E72 瞿塘迤逦尽,巫峡峥嵘起
课程导读
在上节课中,我们跟随苏东坡的行船,见识到了三峡中的奇谈异闻。一路顺江而下,既有感于孤蓬茅屋,亦惊叹于山川险峻。苏东坡诗兴大发,作诗描写道:“入峡初无路,连山忽似龛。萦纡收浩渺,蹙缩作渊潭。”今天这节课,他们一行就将进入第二段惊险之地——巫峡,在这里,苏东坡将领略怎样壮美的景色?为什么他认为传说中的“巫山云雨”,只是一段无稽之谈呢?
英文原文
Now and then they sailed past lone cottages, and saw, silhouetted high up against the sky, some country lads cutting wood.
The bare huts of the cottagers bore witness to their extreme poverty; their roofs were made of wooden boards, without tiles.
As Su was reflecting on the toil of human life, his attention was arrested by a gray falcon circling at ease and in freedom in the sky without a thought for the morrow, and he wondered whether the honors and emoluments of office were worth the fetters of a civilized life.
The falcon became a symbol of the emancipated human spirit.
Now they entered the famous Wu Gorges, a stretch of fifty miles.
Here the mountains rose in height, the cliffs closed in, and the river narrowed.

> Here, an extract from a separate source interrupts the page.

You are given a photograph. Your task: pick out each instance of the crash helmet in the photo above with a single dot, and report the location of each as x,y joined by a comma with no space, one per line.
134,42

The daylight changed into the dusk of an eternal dawn.
Gazing up from the boat, the travelers could see only a tiny ribbon of blue which was the sky.
Only at high noon could they see the sun for a moment, or at night only get a glimpse of the moon when it was at its zenith.
Strange monoliths rose straight from the banks, while the peaks were usually hidden in clouds.
As the clouds, driven by the high winds, constantly shifted and changed, the peaks at the awe-inspiring heights changed their shapes also, making a moving picture beyond the power of portrayal by artists.
One of these peaks, the Fairy Girl, had the shape of a nude female form and had become the most famous one of the twelve since a poet of the third century B.C. celebrated it in a passionate, imaginative poem.
It was clear that here up on the mountaintops where the heaven and the earth met in an eternal interplay of winds and clouds, the yang and the yin, or the male and the female, principles had achieved a union, and today the "rains and clouds of the Wu Mountains" remain a literary euphemism for sexual union.
The air itself seemed filled with fairies and sprites frolicking in the clouds.
For a moment, Su Tungpo's young rationalism asserted itself.
The legends carried a logical contradiction.
"People are only little children. They like to talk about spirits and ghosts," he said.
"The ancient tale of Ch'u is pure fiction. The fairies do not have a sex life."